Golf Carts & Cart PathsGolf cars are a convenience enjoyed by millions of players and a necessity for many golfers with disabilities. However, when they are driven improperly, they can cause serious damage to the course. More important, unsafe operation can lead to accidents and injuries. Here's some information about the use of golf cars and how to use them responsibly.
- The first golf car was invented in the late 1940s strictly for people with disabilities.
- About two-thirds of all regulation 18-hole rounds are played with golf cars (NGF, 1994).
- Several states now allow golf cars to be registered for "street" usage.
- Since the introduction of golf cars, caddie usage has dropped to only 1 percent of regulation rounds (NGF, 1994).

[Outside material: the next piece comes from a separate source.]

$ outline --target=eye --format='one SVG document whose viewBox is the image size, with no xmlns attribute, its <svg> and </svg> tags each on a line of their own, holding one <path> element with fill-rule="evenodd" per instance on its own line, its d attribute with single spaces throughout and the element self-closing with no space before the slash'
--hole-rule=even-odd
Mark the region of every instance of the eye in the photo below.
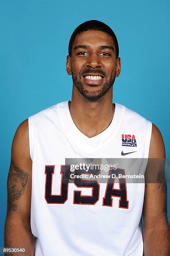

- Golf cars should only be operated from the driver's side.
- Never drive with more than two occupants or allow riders on the back of the car.
- Be sure your passenger is fully seated and check for obstructions before moving.
- Keep your entire body -- particularly your feet -- inside the car when moving.
- Drive slowly through turns and drive straight and slow up and down slopes.
- Be certain to set the brake when coming to a complete stop.
- Use extra care when operating a golf car in reverse, or on hills, wet turf, loose surfaces or rough terrain.
- Remove the key when the golf car is not in use.
- Do not operate a golf car when impaired by alcohol or drugs.
- Golf cars do not provide protection from lightning -- seek appropriate shelter if lightning is present.
Follow the rules
The wear-and-tear of golf car traffic can cause unsightly and expensive damage to the golf course. Tire ruts in soft, wet areas can take weeks to heal. Compaction caused by heavy traffic can also ruin the playing surface. You can help prevent damage by following the course's standard golf car policy and obeying temporary restrictions caused by weather, construction or other factors.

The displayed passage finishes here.